Si c’est en effet le cas, cela signifie que l’immunité dont jouissent Israël et ses dirigeants depuis la création de l’état sioniste, prendra fin, ce qui les effraie et les affole.

Ils se croient immunisés contre toute critique depuis sept décennies et pensent qu’Israël est au-dessus du droit international.

Depuis le début de l’actuelle Intifada, les exécutions d’enfants et de jeunes Palestiniens sont quasi quotidiennes. Des vidéos qui ont largement circulé partout dans le monde montrent clairement que des Palestiniens ont été la cible de tirs et ont été tués sans avoir commis de délit. De nombreuses vidéos montrent que les accusations portées par les autorités d’occupation avaient été inventées de toute pièce.

En regardant ces vidéos il n’est pas nécessaire d’être spécialiste pour se rendre compte s’il s’agit d’une exécution sommaire ou d’une mise en scène ; de nombreuses vidéos montrent clairement comment les couteaux ont été placés sur les lieux, et beaucoup d’autres montrent que les victimes palestiniennes ne représentaient aucune menace d’aucune sorte.

Des vidéos montrent que des victimes ont été laissées se vider de leur sang jusqu’à ce que mort s’en suive, d’autres montrent à quel point la société israélienne peut être raciste, surtout lorsque des colons sionistes entonnent des chants et insultent les victimes, comme ce fut le cas pour l’enfant Ahmad Manasrah, qui gisait dans son sang dans la rue, et qui fut injurié, attaqué et battu par la police d’occupation.

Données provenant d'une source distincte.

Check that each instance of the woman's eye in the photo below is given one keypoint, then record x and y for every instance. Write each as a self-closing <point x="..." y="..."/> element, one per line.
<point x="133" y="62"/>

Les dirigeants mondiaux doivent avoir les tripes de dire les choses telles qu’elles sont ; ce qui se passe ici ce ne sont pas seulement des assassinats sans procès, ou des assassinats extrajudiciaires, mais des crimes de guerre, ou des crimes contre l’humanité.

Ce que font les forces d’occupation dans les territoires occupés sont des crimes ; appeler les choses par leur véritable nom et qualifier de crimes les actes commis par ces forces d’occupation peut les amener à hésiter à tuer et à tirer sur la base de simples soupçons.

Si l’Occident commence à décrire la réalité de la situation due à l’occupation telle qu’elle est , ceci irritera les dirigeants sionistes d’Israël et les fera reconsidérer leur attitude à l’intérieur des territoires occupés.